Researchers from the Pennsylvania State University analyzed studies looking at the impact of sleep deprivation on weight and energy balance that were published between 1996 and 2011. They found in several studies that getting fewer than six hours of sleep a night is linked with increases in the hunger-stimulating hormone ghrelin, decreases in insulin sensitivity (a risk factor for diabetes) and decreases in the hormone leptin (which is key for energy balance and food intake).
"The intriguing relationship between partial sleep deprivation and excess adiposity makes partial sleep deprivation a factor of interest in body weight regulation, particularly in weight loss," study researcher Dr. Sharon M. Nickols-Richardson, Ph.D., M.D., a professor at Penn State, said in a statement.
The analysis is based on the findings of 18 articles that had been previously published between 1996 and October 2011. The researchers only looked at studies that examined partial sleep deprivation -- meaning the study participants still slept, just not a full-nights' worth -- but not total sleep deprivation.
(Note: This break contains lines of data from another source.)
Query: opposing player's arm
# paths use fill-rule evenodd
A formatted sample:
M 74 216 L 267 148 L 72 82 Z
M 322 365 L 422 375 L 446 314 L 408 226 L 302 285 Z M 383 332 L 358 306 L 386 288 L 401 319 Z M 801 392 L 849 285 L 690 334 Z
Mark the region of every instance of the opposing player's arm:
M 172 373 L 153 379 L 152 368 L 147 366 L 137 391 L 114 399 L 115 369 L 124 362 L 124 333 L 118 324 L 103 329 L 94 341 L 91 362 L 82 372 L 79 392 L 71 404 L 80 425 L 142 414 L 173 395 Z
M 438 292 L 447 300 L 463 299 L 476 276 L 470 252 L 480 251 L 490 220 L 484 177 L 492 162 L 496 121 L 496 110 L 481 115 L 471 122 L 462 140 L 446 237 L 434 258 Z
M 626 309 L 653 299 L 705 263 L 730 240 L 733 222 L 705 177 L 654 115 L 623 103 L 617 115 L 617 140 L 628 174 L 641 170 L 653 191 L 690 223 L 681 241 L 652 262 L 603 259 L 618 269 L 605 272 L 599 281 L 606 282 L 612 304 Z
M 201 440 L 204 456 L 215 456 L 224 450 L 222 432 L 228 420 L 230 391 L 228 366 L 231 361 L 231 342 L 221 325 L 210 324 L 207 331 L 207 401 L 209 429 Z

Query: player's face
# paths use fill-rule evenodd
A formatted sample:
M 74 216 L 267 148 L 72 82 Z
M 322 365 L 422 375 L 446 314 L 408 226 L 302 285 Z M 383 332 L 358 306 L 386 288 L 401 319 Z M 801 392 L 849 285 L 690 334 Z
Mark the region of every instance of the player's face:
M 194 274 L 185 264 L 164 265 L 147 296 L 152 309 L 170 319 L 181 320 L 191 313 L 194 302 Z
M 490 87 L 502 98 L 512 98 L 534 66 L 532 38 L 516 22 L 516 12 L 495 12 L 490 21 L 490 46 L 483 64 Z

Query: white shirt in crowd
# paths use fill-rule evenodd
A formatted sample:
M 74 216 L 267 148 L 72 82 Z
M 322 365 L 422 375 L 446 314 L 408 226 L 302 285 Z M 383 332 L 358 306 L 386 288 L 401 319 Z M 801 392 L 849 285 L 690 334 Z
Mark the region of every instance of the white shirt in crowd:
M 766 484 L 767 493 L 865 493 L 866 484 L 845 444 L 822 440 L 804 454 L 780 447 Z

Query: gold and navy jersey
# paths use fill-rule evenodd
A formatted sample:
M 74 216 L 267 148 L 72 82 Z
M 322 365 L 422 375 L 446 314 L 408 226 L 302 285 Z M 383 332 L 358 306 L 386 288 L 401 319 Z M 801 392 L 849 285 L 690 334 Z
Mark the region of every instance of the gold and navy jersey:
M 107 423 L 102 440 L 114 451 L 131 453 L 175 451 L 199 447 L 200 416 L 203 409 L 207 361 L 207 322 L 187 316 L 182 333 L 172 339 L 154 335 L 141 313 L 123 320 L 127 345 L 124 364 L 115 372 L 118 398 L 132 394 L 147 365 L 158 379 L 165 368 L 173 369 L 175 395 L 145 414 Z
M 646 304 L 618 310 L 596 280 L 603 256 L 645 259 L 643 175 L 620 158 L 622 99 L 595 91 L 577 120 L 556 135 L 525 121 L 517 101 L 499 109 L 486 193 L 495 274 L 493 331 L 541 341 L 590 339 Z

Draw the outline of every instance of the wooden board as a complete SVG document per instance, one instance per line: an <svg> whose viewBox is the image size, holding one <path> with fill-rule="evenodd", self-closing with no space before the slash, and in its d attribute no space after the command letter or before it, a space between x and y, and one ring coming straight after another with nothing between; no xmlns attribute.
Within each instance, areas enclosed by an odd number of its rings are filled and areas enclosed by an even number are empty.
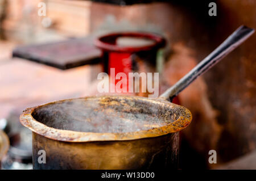
<svg viewBox="0 0 256 181"><path fill-rule="evenodd" d="M13 56L65 70L100 62L101 50L89 36L16 47Z"/></svg>

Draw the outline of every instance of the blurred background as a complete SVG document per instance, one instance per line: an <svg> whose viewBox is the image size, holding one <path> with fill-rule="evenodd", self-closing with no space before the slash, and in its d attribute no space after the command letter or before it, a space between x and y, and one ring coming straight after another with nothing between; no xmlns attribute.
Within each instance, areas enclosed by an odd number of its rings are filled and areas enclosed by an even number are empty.
<svg viewBox="0 0 256 181"><path fill-rule="evenodd" d="M209 15L211 2L217 16ZM138 61L139 71L159 72L161 93L240 26L255 28L255 9L253 0L0 0L0 129L11 143L2 169L31 168L31 133L19 123L23 110L98 94L99 36L162 36L164 48L148 54L154 64ZM253 35L179 95L193 115L180 134L180 169L256 169L255 47ZM208 162L210 150L216 164Z"/></svg>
"Partial sleep deprivation may inﬂuence appetitive hormones, such as ghrelin and leptin, that aid in the regulation of appetite and body weight. Because weight loss also produces alterations in ghrelin and leptin to increase hunger, this may be compounded by the effects of partial sleep deprivation," researchers wrote in the study.
Recently, a study in the journal Annals of Internal Medicine showed that even the body's fat cells need sleep in order to properly process insulin, Scientific American reported. The findings provide even more evidence that sleep is vital to our metabolisms.